C’est l’hiver ; nous avons bien froid. Veux-tu, bon arbre,

Être dans mon foyer la bûche de Noël ?

– Bois, je viens de la terre, et, feu, je monte au ciel.

Frappe, bon bûcheron. Père, aïeul, homme, femme,

Chauffez au feu vos mains, chauffez à Dieu votre âme.

Aimez, vivez. – Veux-tu, bon arbre, être timon

De charrue ? – Oui, je veux creuser le noir limon,

Et tirer l’épi d’or de la terre profonde.

Quand le soc a passé, la plaine devient blonde,

La paix aux doux yeux sort du sillon entr’ouvert,

Et l’aube en pleurs sourit. – Veux-tu, bel arbre vert,

Arbre du hallier sombre où le chevreuil s’échappe,

De la maison de l’homme être le pilier ? – Frappe.

Je puis porter les toits, ayant porté les nids.

Ta demeure est sacrée, homme, et je la bénis ;

Là, dans l’ombre et l’amour, pensif, tu te recueilles ;

Et le bruit des enfants ressemble au bruit des feuilles.

– Veux-tu, dis-moi, bon arbre, être mât de vaisseau ?

– Frappe, bon charpentier. Je veux bien être oiseau.

Le navire est pour moi, dans l’immense mystère,

Ce qu’est pour vous la tombe ; il m’arrache à la terre,

Et, frissonnant, m’emporte à travers l’infini.

J’irai voir ces grands cieux d’où l’hiver est banni,

Et dont plus d’un essaim me parle à son passage.

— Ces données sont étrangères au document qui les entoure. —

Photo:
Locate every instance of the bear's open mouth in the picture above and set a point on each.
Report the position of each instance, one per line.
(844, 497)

Pas plus que le tombeau n’épouvante le sage,

Le profond Océan, d’obscurité vêtu,

Ne m’épouvante point : oui, frappe. – Arbre, veux-tu

Être gibet ? – Silence, homme ! va-t’en, cognée !

J’appartiens à la vie, à la vie indignée !

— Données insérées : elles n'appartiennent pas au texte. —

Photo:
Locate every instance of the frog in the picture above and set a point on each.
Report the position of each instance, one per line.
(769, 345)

Va-t’en, bourreau ! va-t’en, juge ! fuyez, démons !

Je suis l’arbre des bois, je suis l’arbre des monts ;

Je porte les fruits mûrs, j’abrite les pervenches ;

Laissez-moi ma racine et laissez-moi mes branches !

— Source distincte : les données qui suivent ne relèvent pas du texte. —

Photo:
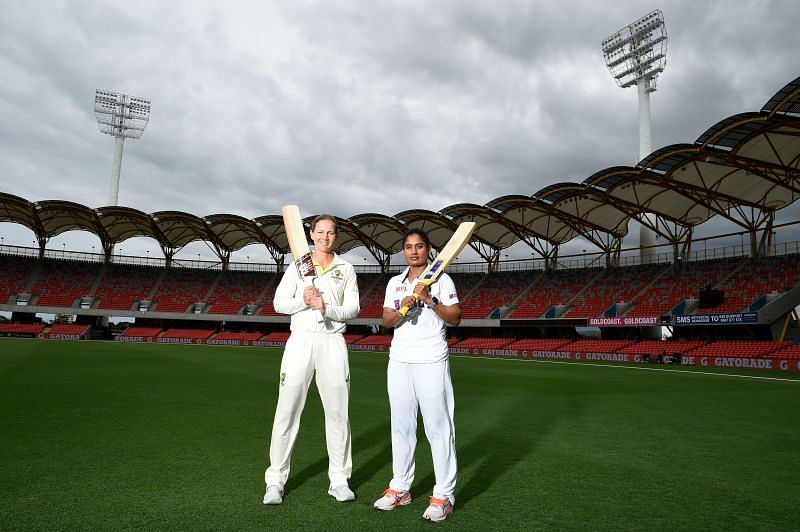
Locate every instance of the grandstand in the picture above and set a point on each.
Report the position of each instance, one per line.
(736, 170)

Arrière ! hommes, tuez ! ouvriers du trépas,

Soyez sanglants, mauvais, durs ; mais ne venez pas,

Ne venez pas, traînant des cordes et des chaînes,

Vous chercher un complice au milieu des grands chênes !

Ne faites pas servir à vos crimes, vivants,

L’arbre mystérieux à qui parlent les vents !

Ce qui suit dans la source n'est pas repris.